Teig and Prentiss expect frostbite and treacherous terrain. They'd like to find proof "that the supernatural existed alongside the tangible world." But that's before their local guide brings them to the village of Akhust, where they plan to spend the night. The place is inexplicably abandoned, its houses left open to the elements; only a young girl, Una, remains. Vicious, wolflike creatures soon appear from the forest. When their guide is killed, they flee with Una, and Teig's focus shifts from saving his career to saving her life.

Golden, an economical writer, creates a mother lode of terror in just over 200 pages. There is little lingering as he pushes his characters deeper and deeper into the Road of Bones. Despite a somewhat clichéd back story that explains Teig's connection to Una, his need to protect her creates a warm emotional center to this cold world.
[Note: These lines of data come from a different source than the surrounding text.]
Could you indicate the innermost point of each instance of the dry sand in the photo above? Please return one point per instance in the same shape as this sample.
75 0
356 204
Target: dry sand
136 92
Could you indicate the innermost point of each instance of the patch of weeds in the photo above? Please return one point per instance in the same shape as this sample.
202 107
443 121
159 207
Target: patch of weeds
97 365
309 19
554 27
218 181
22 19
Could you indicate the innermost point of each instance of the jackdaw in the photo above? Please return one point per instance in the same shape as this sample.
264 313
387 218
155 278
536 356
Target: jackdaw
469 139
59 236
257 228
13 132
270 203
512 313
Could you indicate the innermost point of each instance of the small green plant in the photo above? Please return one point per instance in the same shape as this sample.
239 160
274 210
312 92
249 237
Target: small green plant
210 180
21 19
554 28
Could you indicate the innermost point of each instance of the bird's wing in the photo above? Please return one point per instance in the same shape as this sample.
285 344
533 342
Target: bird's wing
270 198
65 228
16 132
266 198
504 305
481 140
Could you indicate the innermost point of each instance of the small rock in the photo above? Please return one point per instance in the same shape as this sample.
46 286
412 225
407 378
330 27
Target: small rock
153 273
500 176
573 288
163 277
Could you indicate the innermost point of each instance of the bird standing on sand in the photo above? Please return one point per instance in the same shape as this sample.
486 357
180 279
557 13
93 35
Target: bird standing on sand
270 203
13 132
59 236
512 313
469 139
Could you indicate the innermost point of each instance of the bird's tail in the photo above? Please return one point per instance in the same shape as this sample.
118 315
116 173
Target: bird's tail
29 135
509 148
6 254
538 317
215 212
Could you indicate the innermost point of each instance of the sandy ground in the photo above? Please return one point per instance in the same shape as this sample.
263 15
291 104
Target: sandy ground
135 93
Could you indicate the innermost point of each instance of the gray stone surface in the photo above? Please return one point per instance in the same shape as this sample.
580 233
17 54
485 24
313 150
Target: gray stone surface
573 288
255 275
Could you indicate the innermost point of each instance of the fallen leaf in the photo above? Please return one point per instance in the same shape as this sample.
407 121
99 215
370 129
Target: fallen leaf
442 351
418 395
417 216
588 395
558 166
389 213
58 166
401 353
Shamans and spirits, the undead and the feral, the creatures of the Kolyma Highway and the unimaginable horrors of its history make for riveting reading.


The strange and wonderful define Kim Fu's story collection, LESSER KNOWN MONSTERS OF THE 21ST CENTURY (Tin House, 214 pp., paper, $16.95), where the line between fantasy and reality fades in and out, elusive and beckoning as shadows flitting on a screen. In "Liddy, First to Fly," a mysterious growth appears on a pubescent girl's ankles: "bubbles of clear fluid, about the diameter of a quarter, the skin almost completely transparent," that reveal themselves, when lanced, to be wings. Liddy's friends are fascinated, horrified, even jealous of her transformation. She "had become what she was meant to be," one friend notes. "And maybe we all would."
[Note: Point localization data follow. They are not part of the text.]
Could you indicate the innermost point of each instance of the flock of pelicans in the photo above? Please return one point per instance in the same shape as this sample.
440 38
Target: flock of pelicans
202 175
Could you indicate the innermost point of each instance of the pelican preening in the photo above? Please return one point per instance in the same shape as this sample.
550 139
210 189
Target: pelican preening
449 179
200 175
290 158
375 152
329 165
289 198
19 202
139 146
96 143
The question of becoming, however painful that process, is also at the heart of "June Bugs," a novella that follows a woman who has fled an abusive relationship, only to rent a house infested with "a seething sea of beetles — their color of dried blood, the sheen of their glassy wings like cresting waves."

The toxicity that had permeated her life in her previous home — shared with a lover who sapped her vitality with the persistence of a vampire — begins to seep into her new life. The bugs are ever-present, small and seemingly harmless, and yet they take over every space she inhabits, "the living mixed with the dead … moving radially toward the light fixture, a concave flower-shaped chandelier, as though mesmerized." While extermination would be the best solution, she finds herself stuck, waiting for the chill of winter to free her.

Danielle Trussoni is the Book Review's horror columnist and the author of five books. Her latest novel is "The Ancestor."